If you are of a certain age-that is to say anywhere from your very late twenties to I don’t know yet coz I ain’t there at present-there comes a time when plot is hard to configure. People have gotten married, others are becoming responsible adults and the rest don’t want your idle arse around.
Which is where the kanfundas come in, praise Jesus. Over time, Kafundas have evolved from being places for the poor and unemployed to respectable venues for the elite who are allergic to solitude.
There are two categories of kafunda attenders.
Category 1: The ones who gat a legit kafunda
You’ll see them in bars in Kisementi, Kabalagala, John Babiiha Avenue (no longer Acacia-keep up); and then there are those in Serena and Golf Course but even thinking about touching on those mortals depresses my bank account so I shall stick with the familiar.

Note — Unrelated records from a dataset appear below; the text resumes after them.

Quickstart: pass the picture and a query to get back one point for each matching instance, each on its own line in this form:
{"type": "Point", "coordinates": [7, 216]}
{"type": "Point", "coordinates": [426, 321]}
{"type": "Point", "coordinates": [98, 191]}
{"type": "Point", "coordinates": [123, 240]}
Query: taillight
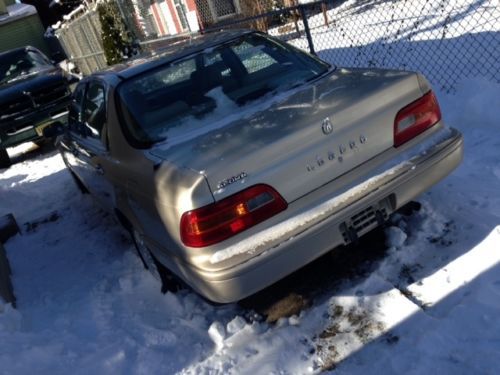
{"type": "Point", "coordinates": [218, 221]}
{"type": "Point", "coordinates": [415, 118]}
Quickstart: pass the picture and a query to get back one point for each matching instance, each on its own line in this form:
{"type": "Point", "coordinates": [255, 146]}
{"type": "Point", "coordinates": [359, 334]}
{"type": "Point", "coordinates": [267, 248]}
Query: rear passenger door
{"type": "Point", "coordinates": [90, 142]}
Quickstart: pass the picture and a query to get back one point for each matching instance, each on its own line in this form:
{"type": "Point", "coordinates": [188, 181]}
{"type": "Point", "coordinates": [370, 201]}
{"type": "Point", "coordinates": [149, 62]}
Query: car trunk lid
{"type": "Point", "coordinates": [303, 141]}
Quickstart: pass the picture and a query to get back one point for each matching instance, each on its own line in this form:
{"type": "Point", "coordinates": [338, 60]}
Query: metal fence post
{"type": "Point", "coordinates": [306, 29]}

Like I said. If you have a kafunda, you also have friends who attend that kafunda. On specific days you know that you can just hop on over, have a seat and even if you’re alone, a pal will join you and in thirty minutes it will be a party.
That’s the legit kafunda.
Category 2: The Kaunda flukers
These are the people who have failed to ingratiate themselves into a particular kafunda. But that should not dissuade you comrade. This is Africa. Kafundas are open to all. Even Bazungu will giddily summon you over to their table if they’ve been in Uganda long enough. So put on your clothes, go to Que Pasa and simply stare. Someone you know will shout, “Yo, warrup? Come join us!”. If nothing of the sort happens, you must walk about, look busy muttering, ‘Excuse me, looking for a friend’ until you spot one. Say hello and that friend will automatically sidle over to make room for you.
It has worked for me on numerous occasions. Tonight is the end of one year and if you don’t want to be alone you don’t have to, friend. Should you belong in Category 2 (bambi), put on your drinking cap and go find that cure for loneliness.